Long version:
I'm new to erlang, and considering using it for a scalable architecture. I've found many proponents of the platform touting its reliability and fault tolerance.
However, I'm struggling to understand exactly how fault-tolerance is achieved in this system where messages are queued in transient memory. I understand that a supervisor hierarchy can be arranged to respawn deceased processes, but I've been unable to find much discussion of the implications of respawning on works-in-progress. What happens to in-flight messages and the artifacts of partially-completed work that were lost on a dying node?
Will all producers automatically retransmit messages that are not ack'd when consumer processes die? If not, how can this be considered fault-tolerant? And if so, what prevents a message that was processed -- but not quite acknowledged -- from being retransmitted, and hence reprocessed inappropriately?
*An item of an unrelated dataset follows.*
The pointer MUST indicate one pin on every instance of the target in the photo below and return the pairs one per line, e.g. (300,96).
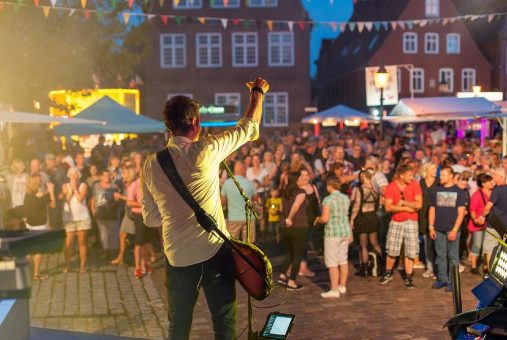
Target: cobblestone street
(110,300)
(I recognize that these concerns are not unique to erlang; similar concerns will arise in any distributed processing system. But erlang enthusiasts seem to claim that the platform makes this all "easy"..?)
Assuming messages are retransmitted, I can easily envision a scenario where the downstream effects of a complex messaging chain could become very muddled after a fault. Without some sort of heavy distributed transaction system, I don't understand how consistency and correctness can be maintained without addressing duplication in every process. Must my application code always enforce constraints to prevent transactions from being executed more than once?
Short version:
Are distributed erlang processes subject to duplicated messages? If so, is duplicate-protection an application responsibility, or does erlang/OTP somehow help us with this?